To reduce the spread of this virus, mass quarantine methods are applied. Modeling to overcome the
pandemic by Tang et al (2020) shows that increasing quarantine / isolation (including travel restrictions)
and reducing contact rates can significantly decrease peaks and reduce the cumulative predicted
number of infected individuals (Tang, Clin Med 2020).

Racing against sustainable coronaviruses, the community has been advised by various health authorities
to reduce travel and stay at home as a basic way to limit people's exposure to the virus. Health
authorities, including the National Health Commission of the People's Republic of China, WHO, and the
US Centers for Disease Control and Prevention, have issued safety recommendations to take simple
precautions to reduce exposure and transmission of the virus. Unfortunately, travel restrictions and
mandated directions not to participate in outdoor activities, including physical activity and regular
exercise, will undoubtedly disrupt the daily routine activities of tens of millions of people.

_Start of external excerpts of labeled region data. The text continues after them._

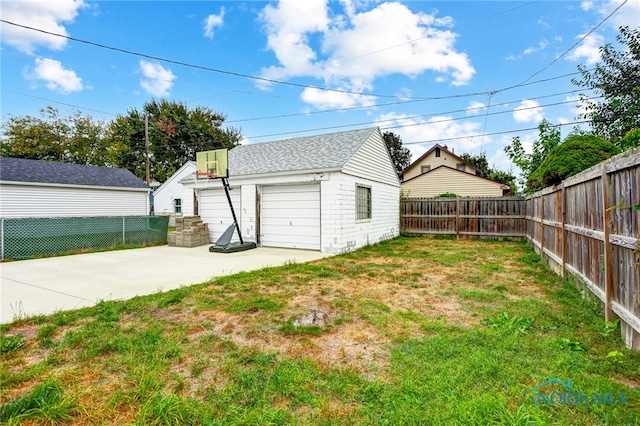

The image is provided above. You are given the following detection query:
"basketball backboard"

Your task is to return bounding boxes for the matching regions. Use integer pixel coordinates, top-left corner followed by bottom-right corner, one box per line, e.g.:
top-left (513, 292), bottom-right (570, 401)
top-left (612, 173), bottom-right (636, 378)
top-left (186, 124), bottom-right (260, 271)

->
top-left (196, 148), bottom-right (229, 179)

Staying at home for a long time can pose a big challenge to staying physically active. Sedentary behavior
and low levels of physical activity can have negative effects on the health, well-being, and quality of life
of individuals. Quarantine itself can also cause additional stress and challenge residents' mental health.
Physical activity and relaxation can help you stay calm and protect your health.

With the aim of increasing the body's immunity to the spread of the covid19 virus, there are a number
of guidelines for people about what a person can do to maintain their daily exercise or routine physical
activity. Quarantine at home is indeed a safe action to avoid the virus outside, but this effort also has an
unintended negative consequence of reduced physical activity. It is possible that a long stay at home can
lead to an increase in sedentary behavior, such as spending a lot of time sitting, lying down, or lying
down for screening activities such as playing games, watching television, using a mobile device; reduce
regular physical activity which results in lower energy expenditure; or engaging in activities that were
initially intended to avoid the virus, but instead lead to an increased risk and potential worsening of
chronic health conditions. Therefore, there are strong health reasons for continuing physical activity at
home in order to stay healthy and maintain current immune system function. The use of eHealth and
home sports videos on the YouTube site, which focuses on encouraging and providing physical activity
via the Internet, cellular technology, and television is another viable way to maintain physical function
and mental health during this critical period.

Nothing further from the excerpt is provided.